21 Ekim 2015 Çarşamba

BİZE UMUT, ONLARA YÜK


Hamalız biz... 

Böyle ağır bir ülkeyi sırtımızda taşıdığımız için hamalız...

Taşıması imkansız gibi görünen bir ülkeyi taşıdığımız için hamalın dibiyiz! 

Hadi biz alıştık...Kırk yıldır, elli yıldır, altmış yıldır taşıyan bizler alıştık...Yükle bütünleştik.

Ama bu yük, 16 yaş omuzları için çok ağır  bir yük.
Yaşı farketmez, hayatın başındaki tüm gençler için büyük yük. 

16 yaşındaki bir kız çocuğunun dün  Zeynep Oral’a sorduğu “Ülkemin durumu için ben ne yapabilirim?’’ sorusu çok ağır...

Sabah öğrendim bunu, ben dün gece o ana kadar kalmamıştım... Sabah Birol'dan gelen mailden öğrendim.

Sadece soru bu kadar ağırken, yanında gelen gözyaşları içinde 16’lık  kız çocuklarının fotoğrafları daha da ağır geldi, beni buldozer gibi ezdi geçti.

Birol’un maili şöyle devam ediyor:
“Bu soruya verilecek hiç bir cevabın soru kadar etki bırakacağını ve umut yaratacağını düşünmüyorum.”

Evet Birol... Haklısın.  Bize umut bu cümle.
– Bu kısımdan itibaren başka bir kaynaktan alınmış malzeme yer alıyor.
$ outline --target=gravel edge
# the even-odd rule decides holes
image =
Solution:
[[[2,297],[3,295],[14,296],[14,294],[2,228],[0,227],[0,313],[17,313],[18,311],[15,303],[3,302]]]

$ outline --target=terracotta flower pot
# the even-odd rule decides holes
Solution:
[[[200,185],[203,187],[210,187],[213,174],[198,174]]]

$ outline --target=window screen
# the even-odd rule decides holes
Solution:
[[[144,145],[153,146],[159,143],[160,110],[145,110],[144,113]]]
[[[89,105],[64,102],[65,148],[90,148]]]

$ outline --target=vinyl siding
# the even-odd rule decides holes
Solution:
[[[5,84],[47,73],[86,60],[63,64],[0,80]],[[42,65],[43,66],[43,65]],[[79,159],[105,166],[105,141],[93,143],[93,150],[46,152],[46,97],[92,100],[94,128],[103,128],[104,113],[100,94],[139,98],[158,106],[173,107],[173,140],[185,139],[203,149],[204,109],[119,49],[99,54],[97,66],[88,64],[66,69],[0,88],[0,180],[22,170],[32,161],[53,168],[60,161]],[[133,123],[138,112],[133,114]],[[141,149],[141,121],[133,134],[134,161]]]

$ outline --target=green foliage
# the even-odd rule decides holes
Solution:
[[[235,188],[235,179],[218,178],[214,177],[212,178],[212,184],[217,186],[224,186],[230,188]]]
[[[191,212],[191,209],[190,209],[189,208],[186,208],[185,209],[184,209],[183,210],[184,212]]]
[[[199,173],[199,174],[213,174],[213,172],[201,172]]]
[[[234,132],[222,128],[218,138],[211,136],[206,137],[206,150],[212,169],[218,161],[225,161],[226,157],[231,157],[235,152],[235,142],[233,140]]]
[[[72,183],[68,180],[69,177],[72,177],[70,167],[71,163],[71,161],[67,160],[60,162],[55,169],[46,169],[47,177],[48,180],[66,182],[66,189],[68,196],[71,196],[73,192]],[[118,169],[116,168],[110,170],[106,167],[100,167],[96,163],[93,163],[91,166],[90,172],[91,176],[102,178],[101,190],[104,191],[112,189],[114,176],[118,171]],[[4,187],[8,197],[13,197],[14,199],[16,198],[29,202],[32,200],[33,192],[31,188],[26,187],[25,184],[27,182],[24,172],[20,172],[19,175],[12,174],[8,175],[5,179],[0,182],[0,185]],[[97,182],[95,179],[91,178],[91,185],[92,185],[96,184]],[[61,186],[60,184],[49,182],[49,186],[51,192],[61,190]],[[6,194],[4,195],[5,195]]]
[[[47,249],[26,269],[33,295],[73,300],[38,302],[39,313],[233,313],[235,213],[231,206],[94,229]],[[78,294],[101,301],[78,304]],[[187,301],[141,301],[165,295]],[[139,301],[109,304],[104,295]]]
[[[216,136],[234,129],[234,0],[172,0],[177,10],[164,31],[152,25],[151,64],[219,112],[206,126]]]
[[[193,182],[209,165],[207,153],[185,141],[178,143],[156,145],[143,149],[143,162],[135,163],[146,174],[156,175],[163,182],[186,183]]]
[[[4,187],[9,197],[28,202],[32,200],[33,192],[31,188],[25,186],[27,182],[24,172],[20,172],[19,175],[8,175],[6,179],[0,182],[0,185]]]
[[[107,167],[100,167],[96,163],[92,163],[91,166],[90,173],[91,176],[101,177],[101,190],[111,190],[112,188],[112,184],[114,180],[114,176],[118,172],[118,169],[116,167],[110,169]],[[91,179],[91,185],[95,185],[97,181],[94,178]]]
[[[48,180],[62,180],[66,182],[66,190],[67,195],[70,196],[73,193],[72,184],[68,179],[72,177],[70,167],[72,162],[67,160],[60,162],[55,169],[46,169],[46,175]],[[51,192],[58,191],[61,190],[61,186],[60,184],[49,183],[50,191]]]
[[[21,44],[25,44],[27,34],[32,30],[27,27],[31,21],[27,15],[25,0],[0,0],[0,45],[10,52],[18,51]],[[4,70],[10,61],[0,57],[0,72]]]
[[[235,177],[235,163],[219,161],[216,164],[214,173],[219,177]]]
Onlar için aradığımız umut bu cümlede.

Bize umut. Onlara yük...

Biz umudumuzla eziyoruz onları. Ve kıyamıyorum hiç birine.
Canını yitirene kıyamadığım kadar kıyamıyorum...
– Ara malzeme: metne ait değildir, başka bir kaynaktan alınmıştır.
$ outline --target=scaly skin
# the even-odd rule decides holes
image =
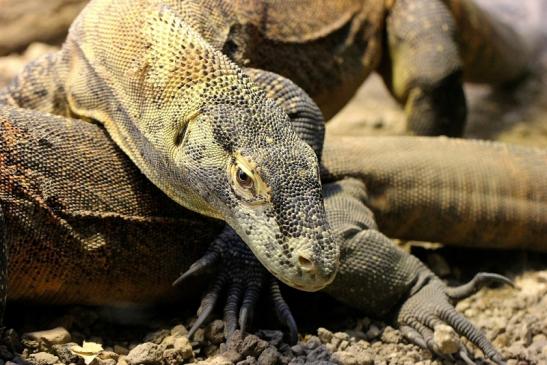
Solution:
[[[322,131],[294,133],[248,75],[287,77],[329,117],[379,68],[411,129],[459,135],[462,65],[502,71],[489,81],[524,67],[505,61],[514,58],[505,52],[511,30],[466,4],[94,0],[62,50],[30,64],[0,103],[98,121],[169,197],[225,220],[285,283],[318,290],[332,280],[338,251],[316,156],[298,136],[317,153]],[[452,14],[471,14],[486,30],[463,20],[460,30]],[[476,56],[484,49],[486,61]]]
[[[222,229],[221,222],[172,202],[96,125],[4,107],[0,126],[0,205],[4,214],[0,227],[5,230],[3,243],[9,252],[8,298],[115,304],[192,295],[186,290],[177,293],[171,283],[204,254],[204,243],[212,241]],[[428,341],[424,326],[446,321],[478,343],[488,356],[497,358],[488,341],[473,326],[462,324],[463,317],[450,304],[450,298],[461,298],[469,290],[447,288],[416,258],[393,246],[376,230],[374,217],[363,203],[374,206],[380,190],[389,191],[388,197],[405,196],[408,185],[433,182],[442,176],[448,190],[439,184],[423,185],[421,194],[406,202],[409,211],[426,206],[431,212],[435,205],[442,206],[453,187],[453,199],[459,205],[480,208],[482,205],[475,201],[479,197],[479,201],[484,199],[484,204],[493,207],[491,212],[505,215],[511,212],[506,210],[510,206],[496,202],[511,200],[512,192],[520,191],[522,183],[494,174],[499,178],[496,184],[481,185],[482,175],[468,173],[466,166],[477,160],[477,154],[484,155],[496,172],[518,172],[521,177],[536,176],[544,182],[546,153],[502,144],[408,137],[331,138],[328,143],[323,160],[329,173],[324,171],[324,178],[343,173],[362,181],[348,179],[324,188],[329,222],[342,244],[341,267],[327,292],[370,314],[380,316],[396,310],[397,324],[419,344]],[[409,162],[404,154],[386,154],[383,165],[379,165],[374,151],[382,150],[386,143],[395,151],[427,150],[429,155],[425,160]],[[348,148],[355,158],[347,157]],[[445,148],[460,156],[461,163],[439,172],[431,161],[444,161]],[[421,174],[400,174],[399,161]],[[371,173],[361,171],[364,166],[371,166]],[[463,185],[469,188],[467,194],[458,194],[458,185],[449,183],[458,183],[462,176]],[[543,227],[537,227],[545,232],[546,186],[530,185],[530,195],[522,201],[521,209],[507,215],[512,218],[504,223],[519,226],[520,216],[533,218],[543,223]],[[537,205],[543,208],[538,210]],[[429,212],[424,212],[422,220],[430,218]],[[381,209],[377,214],[384,224],[391,219],[405,223],[404,216]],[[456,211],[452,219],[467,219],[466,214],[462,211],[457,215]],[[481,226],[483,221],[475,223]],[[419,229],[430,230],[425,225],[416,227],[409,233],[410,238],[414,238],[412,234],[421,238]],[[500,232],[507,232],[503,225],[498,227]],[[452,227],[447,224],[444,228],[428,237],[452,240],[446,234],[452,232]],[[457,237],[465,241],[463,236]],[[512,242],[520,241],[523,247],[529,247],[528,238],[517,234]],[[547,250],[541,241],[534,248]],[[0,261],[0,268],[5,267]]]
[[[322,119],[293,128],[263,71],[217,50],[199,15],[182,2],[92,1],[61,51],[27,66],[0,105],[101,123],[171,199],[226,221],[288,285],[319,290],[339,256],[318,173]]]
[[[321,175],[363,181],[389,237],[545,252],[546,165],[545,150],[497,142],[332,136]]]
Ha yitmiş canlar, ha yitmiş hayaller...Bambaşka şeyler olmalı kafalarında onların bu yaşlarda. Bu sözler memleketinden çıkıp buralara daha farklı bir hayat  dileğiyle getirdiğimiz kızlardan birinin kalbinden çıkıyor, daha memlekettekilerin soruları var, karşısında utandığım...

İsyanlardayım...
Tek umudumuz gençler , biliyorum, ama bana ağır geliyor yine de. 

Onlara taşıtmamalıyız bu yükü, sadece onu biliyorum...

Sadece bağırıp duran, etrafa nefret, öfke, ikilik saçan  herkese sesleniyorum. Azıcık susun ve  almaya gayret edin bu yükü yavruların üstünden...

Biz  gönüllü hamaldık senelerce,” Bu yükten nasıl kurtuluruz”u bir bulamadık....Aramadık bile bir çare, hep dırdırlandık. 

Buyrun netice... Biz elbirliğiyle o yükü büyüttük, kendi payımızı görmeye çalışmanın zamanı geldi de geçiyor. Bunu görmezden gelip, hâlâ sadece üç beş ciğeri beş para etmeze (ki bu sıfatlar az bile onlara)  ihâle etmeye devam edersek konuyu, hâlâ onlardan nefret etmekle zaman öldürürsek, hala dönüp bakmazsak kendimize az biraz, hâlâ hep gücümüzün yettiğini aşağılamaya,  suçlamaya devam edersek büyük bir günahı işlemeye devam ediyor olacağız.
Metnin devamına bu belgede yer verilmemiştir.